Low-watt speakers will be destroyed by a powerful amp.

Factory speaker wiring is of an insufficient gauge to power the speakers effectively.

In a word, FALSE!

Modern amps and head units can easily handle the odd-ball resistance loads of a wide variety of factory speakers...we aren't limited to the 8 or 4-ohm standards of previous decades. The finest car amplifiers can even tolerate a .05 ohm load!!!

What destroys speakers is insufficient power, due to an amp that reaches it's power limits begins to clip signals into square waveforms...which, for prolonged periods will heat up the voice coil and ultimately kill the speaker.

This amp for instance is providing the power for my factory speakers in my 300E...if the rated 1400/watts/ch is accurate, it has been cranked up to the max allowed by the head unit with NO complaints from the speakers...



For most applications, 16 gauge speaker wire (generally sold anywhere) is more than adequate for regular speakers. Audio output signals carry a relatively small voltage, so welding cable is not needed...subwoofers included!
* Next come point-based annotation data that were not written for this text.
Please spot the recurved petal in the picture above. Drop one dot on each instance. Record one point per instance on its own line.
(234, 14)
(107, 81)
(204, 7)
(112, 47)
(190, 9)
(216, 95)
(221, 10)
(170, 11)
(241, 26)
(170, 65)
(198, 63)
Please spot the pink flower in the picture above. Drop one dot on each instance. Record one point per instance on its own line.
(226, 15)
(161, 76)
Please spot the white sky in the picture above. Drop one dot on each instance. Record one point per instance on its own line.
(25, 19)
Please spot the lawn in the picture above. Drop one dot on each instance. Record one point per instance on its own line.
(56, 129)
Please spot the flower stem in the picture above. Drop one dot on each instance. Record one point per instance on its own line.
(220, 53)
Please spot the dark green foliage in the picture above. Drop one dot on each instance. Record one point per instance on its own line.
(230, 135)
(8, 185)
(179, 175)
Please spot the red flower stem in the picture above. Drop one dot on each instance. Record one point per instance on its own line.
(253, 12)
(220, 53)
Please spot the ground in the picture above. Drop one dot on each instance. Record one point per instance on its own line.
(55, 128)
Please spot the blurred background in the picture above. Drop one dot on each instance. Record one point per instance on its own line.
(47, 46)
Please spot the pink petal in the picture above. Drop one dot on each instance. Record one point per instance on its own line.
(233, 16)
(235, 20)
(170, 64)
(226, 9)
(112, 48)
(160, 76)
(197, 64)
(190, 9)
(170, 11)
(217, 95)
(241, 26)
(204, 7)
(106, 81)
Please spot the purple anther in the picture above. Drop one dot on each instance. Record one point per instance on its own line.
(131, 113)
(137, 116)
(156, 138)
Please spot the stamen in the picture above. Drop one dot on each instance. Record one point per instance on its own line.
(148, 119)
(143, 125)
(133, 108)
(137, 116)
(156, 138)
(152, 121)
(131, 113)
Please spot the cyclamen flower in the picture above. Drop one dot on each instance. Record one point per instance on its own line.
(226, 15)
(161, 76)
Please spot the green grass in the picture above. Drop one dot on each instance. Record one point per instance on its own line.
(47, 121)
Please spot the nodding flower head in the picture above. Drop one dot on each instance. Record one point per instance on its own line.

Below is the speaker wire used for the trunk-mounted sub...despite the thick insulation, this is 12-gauge wire.



Power leads are a different story though...the high amperage load demanded by high-powered amp, dictate thicker wiring...below, the amber cable is the 4-gauge power lead from the battery, while the red/yellow cables are 8-gauge to the power amps. The distribution block below feeds the ground cables.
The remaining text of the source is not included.